Jackson, a 6-foot-3 forward, was drafted by the New York Liberty and spent three seasons with the team before she was traded to the Tulsa Shock in 2010. Her best professional season, when she averaged 12.4 points and 8.4 rebounds, came in 2011 with the Shock.

Jackson was found to have breast cancer in 2015, and with her cancer in remission she played one more season in the WNBA with Los Angeles in 2017. She retired at 32 and served as an assistant coach for two years at Texas.

Jackson had been playing in Israel during the WNBA’s offseason when she found a small lump in early 2015. She saw a doctor when she returned home to Dallas but did not have a mammogram, she later told ESPN, because the WNBA season was about to begin . She became concerned when she noticed it changing. Married at the time, Jackson was the mother of a young son and had 16 chemotherapy treatments.

“My little boy is 3, and he doesn’t really understand what’s going on,” she told ESPN in 2016. “He just knows that on some days he stays with Granny, and then he’ll ask about what kind of Band- Aid I got from the doctor. They give me different ones with Spider-Man or Scooby-Doo on them, and my son loves that.
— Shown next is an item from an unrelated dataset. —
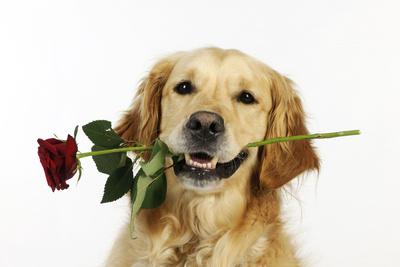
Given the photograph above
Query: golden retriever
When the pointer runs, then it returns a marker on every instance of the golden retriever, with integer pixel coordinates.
(223, 201)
My husband works in East Texas, so he has a long commute. There is a lot to manage.”

Jackson used her Stage 3 diagnosis to try to increase awareness about the disease.

“You hear ‘breast cancer’ and you think you understand it,” she told ESPN. “But you don’t really understand it until it hits closer to you. Or it hits home.

“It was something that wasn’t even in my mind, really. So I feel like just knowing there is a possibility will help people. I wish I would have known more. I have been talking at schools and colleges about it. Especially with the African American community. Because we aren’t getting early checkups as much. So we’re being diagnosed when it’s Stage 3 or Stage 4, and we’re dying at higher rates. So I’ve been preaching, preaching, preaching that.”